I won't lie. I knew from the moment I came out of the womb I would never be a model (don't argue; yes, I knew myself). I was short, with chubby cheeks and a button nose. Not the makings of a young Gisele Bundchen, Naomi Campbell, or Cindy Crawford, that's for sure. No, I was destined to be called, if anything, "cute". I bet Gisele has never been told she was "cute". But I suppose I am digressing from my intended topic. That is, to say, I didn't intend to talk about supermodels. I am referring to the type of modeling I can only wish that Kirby had received as a young pup.
We got Kirby as a 6 1/2 week old puppy from Nogales, Mexico. Our intent was to foster him until he could get neutered (typically that rousing adventure can occur at 4 months of age), then we would begin looking for his forever family in earnest. Something happened along the way, evidently, that prevented that course of events---that something was bonding. Kirby wormed his way into the hearts of our entire family, namely our oldest Lab, L.N., who (having never had pups of her own) took Kirby under her wing (literally, at times) and taught him how to be an Arneson dog. Fast forward 2 1/2 years. As most of you know, Kirby's forever home is with us and L.N.'s "forever home" is now to sit at the feet of Jesus (and snore for him, I believe---unless maybe dogs quit snoring when they get to Heaven because God can't stand the sound). My point about Kirby is that he was around solely girl dogs from 6 1/2 weeks of age. He never had a male dog role model to teach him how to urinate. Therefore, as much as I hounded Dave to try to teach him (Dave quizzes me on how he was supposed to teach this particular skill), Kirby pees like a girl dog, which is unfortunate because it means he frequently urinates on the backs of his front legs. A few weeks ago, I asked him if he minded having urine on the backs of his front legs, and while he didn't answer me outloud, he began doing something different (read: odd) when we go for a walk. He now, upon seeing a low-to-the-ground bush, climbs on top of said bush and goes to the bathroom while straddling it. Weirdo.

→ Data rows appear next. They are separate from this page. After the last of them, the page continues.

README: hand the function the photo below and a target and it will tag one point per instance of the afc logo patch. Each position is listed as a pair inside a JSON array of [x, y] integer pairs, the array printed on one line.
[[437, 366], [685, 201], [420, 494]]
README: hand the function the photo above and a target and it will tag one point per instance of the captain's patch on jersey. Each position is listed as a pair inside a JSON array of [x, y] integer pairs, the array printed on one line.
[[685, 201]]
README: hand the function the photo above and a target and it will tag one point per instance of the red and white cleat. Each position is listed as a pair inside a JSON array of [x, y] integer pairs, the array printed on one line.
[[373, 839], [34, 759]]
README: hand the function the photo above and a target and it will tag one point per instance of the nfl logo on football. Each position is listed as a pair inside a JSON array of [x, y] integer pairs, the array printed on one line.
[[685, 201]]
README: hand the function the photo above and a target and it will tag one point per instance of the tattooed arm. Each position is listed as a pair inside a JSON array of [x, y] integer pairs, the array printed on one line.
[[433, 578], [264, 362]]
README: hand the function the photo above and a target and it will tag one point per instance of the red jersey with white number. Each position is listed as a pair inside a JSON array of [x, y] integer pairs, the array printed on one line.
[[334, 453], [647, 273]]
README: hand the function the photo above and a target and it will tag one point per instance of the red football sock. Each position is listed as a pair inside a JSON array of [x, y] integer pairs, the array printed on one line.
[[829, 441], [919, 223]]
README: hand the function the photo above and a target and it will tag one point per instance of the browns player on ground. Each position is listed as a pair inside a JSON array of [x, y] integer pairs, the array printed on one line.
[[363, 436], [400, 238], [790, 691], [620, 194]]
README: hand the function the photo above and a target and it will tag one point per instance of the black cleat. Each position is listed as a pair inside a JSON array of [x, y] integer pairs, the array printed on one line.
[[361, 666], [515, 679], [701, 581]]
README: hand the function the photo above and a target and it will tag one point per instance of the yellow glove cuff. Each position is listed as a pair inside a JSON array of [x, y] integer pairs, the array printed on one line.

Poor dear, he simply never had good modeling, I suppose.
Finally, I arrive at the true point of my post. I have been wrestling with the idea of modeling for quite a while. I teach graduate level courses in Educational Leadership at Grand Canyon University. In courses on school leadership, I try my best to model for my students what I believe good school leaders should do. In fact, I spend way too much time, quite likely, writing notes to my students about the papers they submit each week and on their weekly discussion posts online. But I actually had a student who said to me that she was taken aback because she had never had a professor write comments ("track changes") on her papers before and she was just used to getting a grade and a "Good job" on her papers. Wait, what? Did she seriously just say my specific feedback was overwhelming because she wasn't used to it? My question for the entire class then became, "How might we, as school leaders, model for teachers what we know are effective teaching practices in the classroom?" Here are some of the ways I believe we can do just that:
*Give specific and timely feedback to teachers (whether they are in a graduate level class or not) about their performance---this necessitates watching the practices of the teacher then making the time to give the feedback in a way in which it will be received
*Expect the same behavior from teachers as we expect teachers to expect from their own students---if I am teaching 10 participants or 800 participants, I have some expectations that those participants are going to be respectful to one another. What does that look like? Not talking while another person is talking, because you simply are not going to convince me (ever) that everyone gets a fair shake at hearing the speaker if others are having sidebar conversations. Plus....ummmm....it's just plain rude. I may or may not have wanted to say, "Did you not get taught any differently when you were young?" but, instead, I try to reframe the question in a more palatable manner. If I, as a teacher, witnessed my fellow educators being disrespectful during a presentation done by God Himself or done by a peer teacher, I would be mortified but I would also non-verbally or quietly let the offender know, "Hey, we are trying to listen." By the way, to the people who talked and opened candy wrappers the entire production of Les Miserables yesterday (Did I say "entire"? Do you know how long that show is??), we tried desperately to respectfully get your attention, to no avail.
*Talk about the purpose for the modeling---if I am modeling a behavior that is considered good practice for teachers in their own classroom, I will talk about the "what", "why" and "how" of what I am doing. I use chimes to bring audience conversation to a close. I often get told, "I love those chimes. That is such a cute idea." The same thing happens when I use colorboards (sort of the cheap girl's whiteboards with the added bonus of using four different colors). I make sure to tell people, "I don't use chimes or colorboards because they are 'cute'. I use them because they are effective tools. The purpose for the colors of colorboards is to also use them as a tool for grouping, as well." You may think some new idea is clever, but the reason I use whatever strategy, tool, or technique I use is because it has been proven to me to be effective.
Modeling what we expect is one of the most effective aspects of our work in education (or any other field, for that matter) we can use. Modeling allows for the ability to watch something being done and virtually try it on for size.
How do you use modeling in your own work? I'd love to hear some ideas!
In the meantime, I am going to try to recruit some boy dogs in the neighborhood to come model for Kirby.